This book in particular has to do with animal consciousness—what is it, and how is it different from ours? Is it superior? Is it inferior? How did we get the right to put them in cages? I know that among our own species, as we talk on the phone having been well-fed most of our lives, that people are starving at this moment and dying horribly, and this is a great tragedy. Yet, somehow, the fate of these animals just breaks my heart. The chimps have a perfectly adequate language that has held them in good stead throughout evolutionary history, until we came along and destroyed their habitat and captured them and put them in cages. It's just heartbreaking.
Like many writers, I do love to be on stage and perform. And I love to do books on tape of my own stories, as well. It's another way of working on your art and making it sing. For me, the language is all-important. You hear music in the background here—I listen to music all day long while I'm working. The beat of a sentence is important to me, and I can project that as an actor when I'm on stage.
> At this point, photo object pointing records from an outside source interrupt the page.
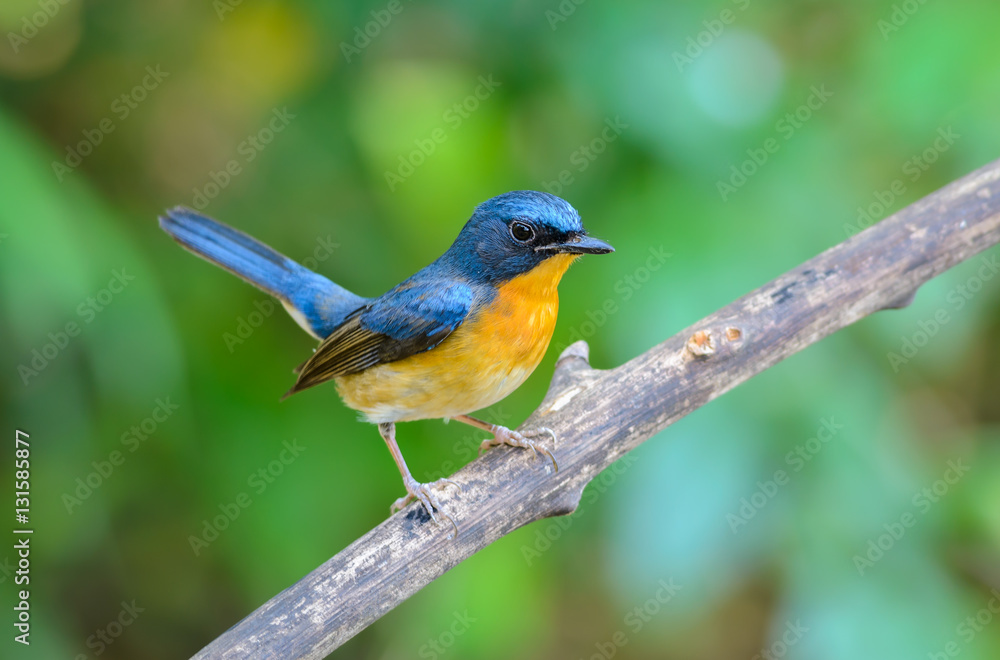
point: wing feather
(407, 320)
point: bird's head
(511, 234)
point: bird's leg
(504, 436)
(414, 489)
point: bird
(456, 337)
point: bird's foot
(505, 436)
(426, 495)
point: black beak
(580, 244)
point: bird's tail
(316, 303)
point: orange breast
(483, 361)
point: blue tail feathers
(316, 303)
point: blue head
(512, 233)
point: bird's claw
(428, 498)
(505, 436)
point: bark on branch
(601, 415)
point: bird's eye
(522, 232)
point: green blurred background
(840, 97)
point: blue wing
(411, 318)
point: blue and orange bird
(456, 337)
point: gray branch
(599, 416)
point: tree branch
(601, 415)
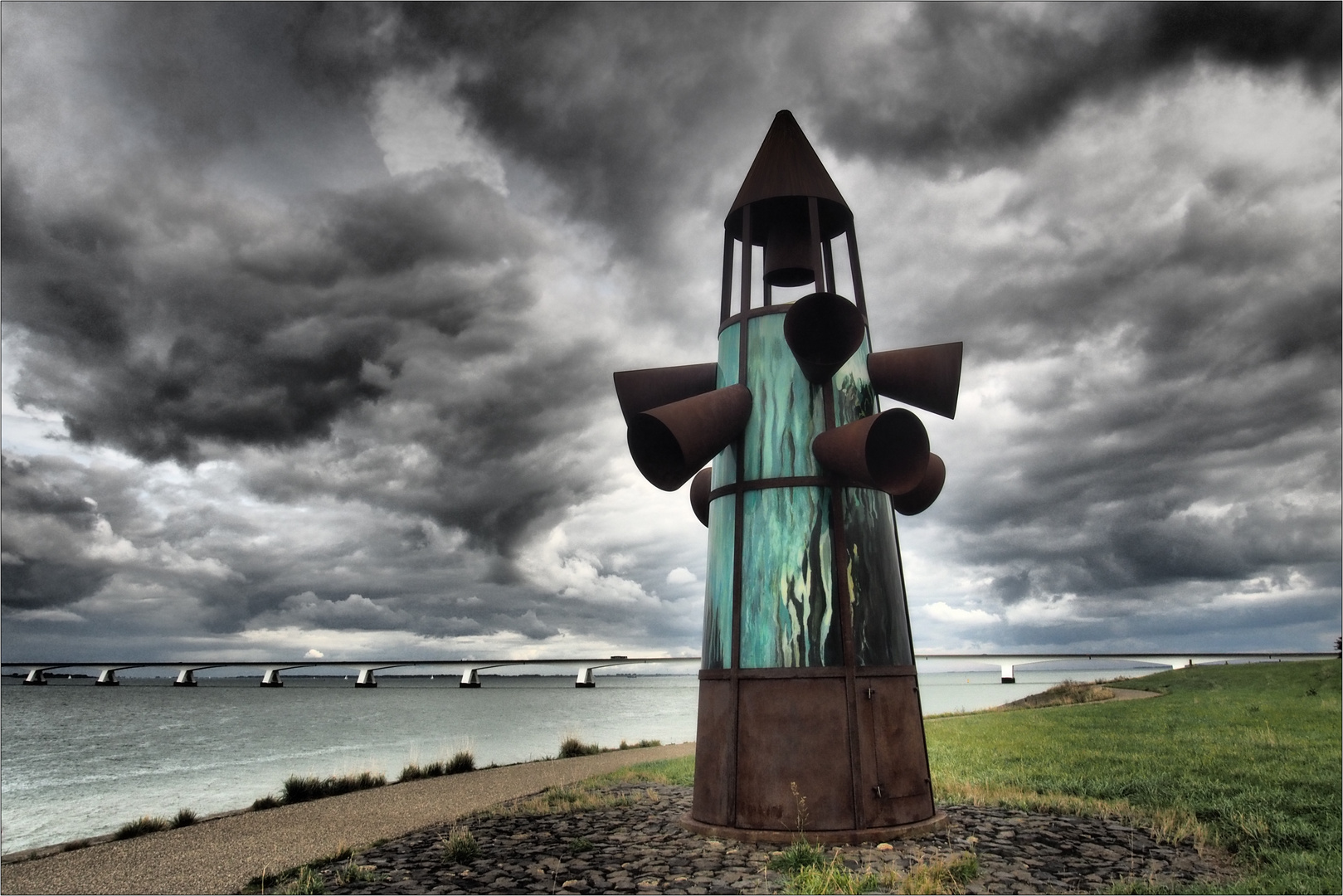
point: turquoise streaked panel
(880, 629)
(854, 397)
(787, 614)
(729, 366)
(718, 592)
(786, 411)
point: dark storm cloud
(232, 275)
(46, 527)
(967, 84)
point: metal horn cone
(669, 444)
(700, 488)
(824, 331)
(887, 451)
(927, 377)
(923, 494)
(653, 387)
(787, 251)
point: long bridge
(366, 679)
(585, 665)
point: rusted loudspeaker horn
(673, 441)
(824, 331)
(700, 488)
(642, 390)
(927, 377)
(923, 494)
(887, 450)
(787, 251)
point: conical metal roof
(787, 167)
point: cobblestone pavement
(640, 848)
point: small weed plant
(798, 856)
(299, 789)
(571, 747)
(461, 762)
(830, 878)
(640, 744)
(306, 881)
(460, 845)
(355, 874)
(141, 826)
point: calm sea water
(78, 761)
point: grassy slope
(1245, 748)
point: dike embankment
(221, 855)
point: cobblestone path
(640, 848)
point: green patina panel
(786, 412)
(787, 614)
(718, 592)
(729, 367)
(854, 397)
(880, 631)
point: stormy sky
(309, 316)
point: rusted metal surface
(793, 731)
(644, 390)
(927, 377)
(822, 331)
(715, 752)
(887, 451)
(669, 444)
(787, 251)
(785, 168)
(923, 494)
(859, 835)
(803, 553)
(895, 789)
(700, 488)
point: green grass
(461, 762)
(460, 845)
(571, 747)
(798, 855)
(1247, 757)
(299, 789)
(141, 826)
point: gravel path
(640, 848)
(221, 855)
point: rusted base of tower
(863, 835)
(849, 743)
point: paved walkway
(221, 855)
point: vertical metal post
(856, 271)
(817, 264)
(739, 523)
(830, 266)
(727, 275)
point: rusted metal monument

I had great mentors who pumped me up and made me feel great. I didn't need anybody to tell me what to do or how to do it, I just needed encouragement. I had several mentors who recognized something in me, and that gave me the confidence to go and pursue. Miriam Gilbert, the Shakespeare teacher, was hugely important in my life; Vance Bourjaily in writing; Frederick P.W. McDowell, who was the head of my PhD committee; and many others—John Huntley, John Irving (67MFA), John Cheever. They really were the ultimate mentors for me.
Right now, on my music file here, old Bob Dylan is playing. He's probably in Czechoslovakia tonight playing three sets. If you're lucky enough to discover that you are an artist, there's no coming back from that. It is your whole being. It's what you do. I don't feel right unless I'm exploring the world through fiction.